Live from the GraphQL Conf: The State of Distributed GraphQL 2024
Today, we are live from the GraphQL Conf in San Francisco. The conference is packed with talks about the latest and greatest in the GraphQL ecosystem, and we are here to give you a sneak peek into the future of GraphQL.
Over the past few years, it has become clear that GraphQL is not just a very powerful query language for APIs, but also an emerging technology for building APIs on top of distributed systems.
Michael Staib, a member of the technical steering commitee of the GraphQL Foundation and a key contributor to the Composite Schema Specification, just gave a keynote talk about the current state of the specification and what to expect in the future.
In this article, we will take a look at the state of distributed GraphQL in 2024 and explore some of the exciting developments that are happening in this space.
The Evolution of distributed GraphQL
GraphQL was first introduced by Facebook in 2015 as an open-source project, and it quickly gained popularity among developers.
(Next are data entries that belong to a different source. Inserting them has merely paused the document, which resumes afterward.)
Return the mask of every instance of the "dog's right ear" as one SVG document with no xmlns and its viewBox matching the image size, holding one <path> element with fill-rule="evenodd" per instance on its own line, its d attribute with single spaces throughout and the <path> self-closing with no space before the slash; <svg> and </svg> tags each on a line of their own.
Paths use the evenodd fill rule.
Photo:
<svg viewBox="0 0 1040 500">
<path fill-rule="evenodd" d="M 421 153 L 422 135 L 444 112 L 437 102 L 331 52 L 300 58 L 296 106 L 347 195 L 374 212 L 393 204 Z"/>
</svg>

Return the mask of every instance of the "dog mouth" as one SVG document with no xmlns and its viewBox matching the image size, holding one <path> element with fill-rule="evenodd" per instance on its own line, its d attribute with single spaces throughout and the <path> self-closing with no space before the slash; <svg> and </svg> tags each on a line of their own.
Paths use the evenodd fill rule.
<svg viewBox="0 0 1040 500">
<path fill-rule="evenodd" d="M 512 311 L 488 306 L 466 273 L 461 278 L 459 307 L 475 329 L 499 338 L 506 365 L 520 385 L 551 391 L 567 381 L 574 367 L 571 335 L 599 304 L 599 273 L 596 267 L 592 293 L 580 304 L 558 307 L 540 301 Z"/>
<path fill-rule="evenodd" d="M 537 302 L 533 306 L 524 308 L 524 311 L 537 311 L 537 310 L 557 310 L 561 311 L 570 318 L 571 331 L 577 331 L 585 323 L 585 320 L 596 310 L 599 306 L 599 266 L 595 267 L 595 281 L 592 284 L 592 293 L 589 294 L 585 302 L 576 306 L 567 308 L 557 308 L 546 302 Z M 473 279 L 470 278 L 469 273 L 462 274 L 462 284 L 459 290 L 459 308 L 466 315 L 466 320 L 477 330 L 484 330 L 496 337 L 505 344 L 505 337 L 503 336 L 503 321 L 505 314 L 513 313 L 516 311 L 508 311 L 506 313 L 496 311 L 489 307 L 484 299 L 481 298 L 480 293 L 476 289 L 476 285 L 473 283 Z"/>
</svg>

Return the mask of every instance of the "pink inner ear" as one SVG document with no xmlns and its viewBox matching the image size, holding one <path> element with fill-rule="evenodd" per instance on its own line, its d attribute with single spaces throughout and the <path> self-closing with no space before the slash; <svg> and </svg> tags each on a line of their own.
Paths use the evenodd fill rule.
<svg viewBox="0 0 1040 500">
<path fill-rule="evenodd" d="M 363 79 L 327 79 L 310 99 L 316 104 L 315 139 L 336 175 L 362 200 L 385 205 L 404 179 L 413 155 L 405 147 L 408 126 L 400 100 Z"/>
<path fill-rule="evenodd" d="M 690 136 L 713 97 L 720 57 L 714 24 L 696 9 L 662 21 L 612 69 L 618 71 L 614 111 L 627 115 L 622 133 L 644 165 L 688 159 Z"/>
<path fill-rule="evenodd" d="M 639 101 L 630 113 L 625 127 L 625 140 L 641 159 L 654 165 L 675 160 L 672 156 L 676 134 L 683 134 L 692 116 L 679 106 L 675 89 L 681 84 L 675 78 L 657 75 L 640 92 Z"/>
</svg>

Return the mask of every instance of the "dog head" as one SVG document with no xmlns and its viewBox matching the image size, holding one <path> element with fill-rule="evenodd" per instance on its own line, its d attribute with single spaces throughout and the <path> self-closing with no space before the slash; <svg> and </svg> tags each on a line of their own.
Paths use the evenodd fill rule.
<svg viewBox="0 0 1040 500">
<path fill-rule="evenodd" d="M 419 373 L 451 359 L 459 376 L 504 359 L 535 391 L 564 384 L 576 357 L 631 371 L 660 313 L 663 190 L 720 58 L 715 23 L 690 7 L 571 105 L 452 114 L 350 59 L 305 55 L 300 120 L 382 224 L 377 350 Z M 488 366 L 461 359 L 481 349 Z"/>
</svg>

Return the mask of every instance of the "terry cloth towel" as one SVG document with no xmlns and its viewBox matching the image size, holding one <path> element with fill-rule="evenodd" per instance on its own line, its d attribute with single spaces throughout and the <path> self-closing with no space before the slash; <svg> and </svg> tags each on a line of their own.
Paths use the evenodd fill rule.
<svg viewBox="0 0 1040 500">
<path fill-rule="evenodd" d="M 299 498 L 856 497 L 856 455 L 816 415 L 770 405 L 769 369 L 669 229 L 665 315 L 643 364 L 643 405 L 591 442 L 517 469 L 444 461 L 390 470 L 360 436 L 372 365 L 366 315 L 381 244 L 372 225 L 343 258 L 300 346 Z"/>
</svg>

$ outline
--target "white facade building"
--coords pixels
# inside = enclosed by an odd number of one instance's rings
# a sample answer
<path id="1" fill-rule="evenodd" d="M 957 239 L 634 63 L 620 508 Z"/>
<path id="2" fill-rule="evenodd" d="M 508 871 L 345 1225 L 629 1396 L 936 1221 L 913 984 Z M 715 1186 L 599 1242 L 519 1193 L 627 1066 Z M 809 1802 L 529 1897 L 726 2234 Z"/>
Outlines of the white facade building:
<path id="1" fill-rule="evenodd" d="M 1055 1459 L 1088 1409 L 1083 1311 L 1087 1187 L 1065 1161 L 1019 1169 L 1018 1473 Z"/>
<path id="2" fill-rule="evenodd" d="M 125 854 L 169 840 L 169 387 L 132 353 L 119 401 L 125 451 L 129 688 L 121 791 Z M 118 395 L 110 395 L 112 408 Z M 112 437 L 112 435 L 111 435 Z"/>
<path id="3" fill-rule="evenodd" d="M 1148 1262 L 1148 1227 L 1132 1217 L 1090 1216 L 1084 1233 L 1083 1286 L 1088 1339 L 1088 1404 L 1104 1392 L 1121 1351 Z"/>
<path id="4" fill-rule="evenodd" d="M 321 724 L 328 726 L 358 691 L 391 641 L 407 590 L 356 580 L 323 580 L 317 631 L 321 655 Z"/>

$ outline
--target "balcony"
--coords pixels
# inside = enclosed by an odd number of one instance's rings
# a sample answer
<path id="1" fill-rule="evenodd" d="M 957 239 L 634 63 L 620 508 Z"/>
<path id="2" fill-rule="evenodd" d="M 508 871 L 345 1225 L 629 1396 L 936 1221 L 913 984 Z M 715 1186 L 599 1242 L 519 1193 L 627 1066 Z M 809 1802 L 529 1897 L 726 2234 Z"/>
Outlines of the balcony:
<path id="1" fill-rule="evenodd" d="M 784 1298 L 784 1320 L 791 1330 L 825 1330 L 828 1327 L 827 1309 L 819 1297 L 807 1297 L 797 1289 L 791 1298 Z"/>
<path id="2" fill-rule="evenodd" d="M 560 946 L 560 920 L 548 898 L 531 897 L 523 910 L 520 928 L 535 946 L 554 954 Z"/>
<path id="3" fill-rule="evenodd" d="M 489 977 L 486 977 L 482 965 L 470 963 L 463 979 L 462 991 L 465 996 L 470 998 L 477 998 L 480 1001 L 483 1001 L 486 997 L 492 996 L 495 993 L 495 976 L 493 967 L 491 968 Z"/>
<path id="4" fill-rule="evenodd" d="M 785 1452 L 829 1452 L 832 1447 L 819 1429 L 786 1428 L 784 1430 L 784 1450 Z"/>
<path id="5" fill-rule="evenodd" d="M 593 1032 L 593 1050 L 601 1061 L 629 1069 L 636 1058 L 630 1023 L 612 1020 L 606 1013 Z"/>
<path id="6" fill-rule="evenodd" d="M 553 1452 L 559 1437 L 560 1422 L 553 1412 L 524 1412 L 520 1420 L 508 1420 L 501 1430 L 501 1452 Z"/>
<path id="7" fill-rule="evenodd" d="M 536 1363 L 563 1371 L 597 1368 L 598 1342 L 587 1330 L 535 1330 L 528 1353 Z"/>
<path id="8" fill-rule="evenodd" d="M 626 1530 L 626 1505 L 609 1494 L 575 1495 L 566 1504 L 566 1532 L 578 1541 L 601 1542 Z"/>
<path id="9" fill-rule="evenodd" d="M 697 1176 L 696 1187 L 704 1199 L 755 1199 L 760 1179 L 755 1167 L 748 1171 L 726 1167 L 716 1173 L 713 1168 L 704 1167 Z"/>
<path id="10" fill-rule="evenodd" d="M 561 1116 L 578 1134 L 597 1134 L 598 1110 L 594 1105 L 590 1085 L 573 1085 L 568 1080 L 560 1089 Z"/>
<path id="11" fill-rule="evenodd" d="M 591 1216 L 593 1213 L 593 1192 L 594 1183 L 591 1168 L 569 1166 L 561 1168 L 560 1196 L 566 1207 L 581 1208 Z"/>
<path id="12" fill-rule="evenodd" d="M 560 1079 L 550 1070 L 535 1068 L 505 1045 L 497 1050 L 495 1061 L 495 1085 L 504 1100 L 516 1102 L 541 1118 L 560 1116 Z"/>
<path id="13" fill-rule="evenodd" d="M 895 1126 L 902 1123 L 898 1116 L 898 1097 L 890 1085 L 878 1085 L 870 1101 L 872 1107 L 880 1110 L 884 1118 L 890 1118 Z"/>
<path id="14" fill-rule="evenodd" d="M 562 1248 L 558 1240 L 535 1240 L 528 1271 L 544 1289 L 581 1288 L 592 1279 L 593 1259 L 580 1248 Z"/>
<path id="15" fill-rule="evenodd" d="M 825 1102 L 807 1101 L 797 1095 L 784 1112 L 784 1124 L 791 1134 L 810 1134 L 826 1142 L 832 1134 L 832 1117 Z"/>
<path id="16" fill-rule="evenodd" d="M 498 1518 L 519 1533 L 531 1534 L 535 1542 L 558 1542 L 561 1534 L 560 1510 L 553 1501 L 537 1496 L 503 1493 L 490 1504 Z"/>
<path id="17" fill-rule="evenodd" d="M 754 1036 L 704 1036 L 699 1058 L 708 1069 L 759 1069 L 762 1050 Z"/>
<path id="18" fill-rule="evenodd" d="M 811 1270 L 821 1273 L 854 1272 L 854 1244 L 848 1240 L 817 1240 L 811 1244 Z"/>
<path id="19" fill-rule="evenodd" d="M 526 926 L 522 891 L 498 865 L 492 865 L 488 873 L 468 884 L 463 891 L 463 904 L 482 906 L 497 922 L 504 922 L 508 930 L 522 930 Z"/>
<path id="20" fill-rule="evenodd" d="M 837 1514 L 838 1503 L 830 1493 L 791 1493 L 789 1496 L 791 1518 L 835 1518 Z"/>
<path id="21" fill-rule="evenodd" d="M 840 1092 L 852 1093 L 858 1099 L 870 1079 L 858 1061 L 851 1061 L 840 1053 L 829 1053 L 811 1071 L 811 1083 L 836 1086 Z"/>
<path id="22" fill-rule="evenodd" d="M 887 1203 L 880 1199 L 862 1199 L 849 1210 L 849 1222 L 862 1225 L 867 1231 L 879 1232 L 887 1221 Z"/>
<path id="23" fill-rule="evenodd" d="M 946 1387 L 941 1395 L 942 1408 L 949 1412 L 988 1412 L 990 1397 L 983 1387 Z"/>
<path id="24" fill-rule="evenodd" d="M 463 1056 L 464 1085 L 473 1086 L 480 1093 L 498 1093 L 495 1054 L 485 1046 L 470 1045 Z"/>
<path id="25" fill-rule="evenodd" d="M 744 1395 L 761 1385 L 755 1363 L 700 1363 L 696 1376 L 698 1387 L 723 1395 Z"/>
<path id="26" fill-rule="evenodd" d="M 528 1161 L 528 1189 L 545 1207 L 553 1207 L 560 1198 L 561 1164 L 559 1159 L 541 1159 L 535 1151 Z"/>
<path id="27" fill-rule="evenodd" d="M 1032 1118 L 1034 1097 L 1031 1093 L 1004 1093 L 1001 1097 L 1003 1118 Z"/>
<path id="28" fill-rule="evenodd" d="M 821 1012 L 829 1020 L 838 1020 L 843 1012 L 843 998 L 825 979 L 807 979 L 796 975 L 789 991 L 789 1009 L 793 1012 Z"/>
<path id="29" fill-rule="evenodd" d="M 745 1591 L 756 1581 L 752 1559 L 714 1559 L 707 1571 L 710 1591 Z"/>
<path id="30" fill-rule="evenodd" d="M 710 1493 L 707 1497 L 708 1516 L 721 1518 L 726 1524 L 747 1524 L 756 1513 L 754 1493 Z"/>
Over the years, GraphQL has evolved into a mature technology with a vibrant ecosystem of tools and libraries. Today, GraphQL is used by companies of all sizes to build APIs for web and mobile applications and is being adopted by more and more organizations from small startups to large enterprises.
One trend that we have seen in recent years is the rise of building distributed systems with GraphQL. Distributed GraphQL allows developers to build APIs that span multiple services and data sources, making it easier to build complex applications that require data from different sources.
What has started with Schema Stitching eventually evolved into Apollo Federation v1, and later on into Federation v2.
But Federation had its limitations, as it was mainly driven by Apollo and did not have a clear specification. There were only the definitions of the relevant directives and everyone had to reverse-engineer the implementation if they wanted to build their own Gateway.
Not having such a specification led to a fragmented ecosystem with implementations that were not or not fully compatible with each other. After all, nobody really knew what the "correct" behavior of a Gateway was supposed to be.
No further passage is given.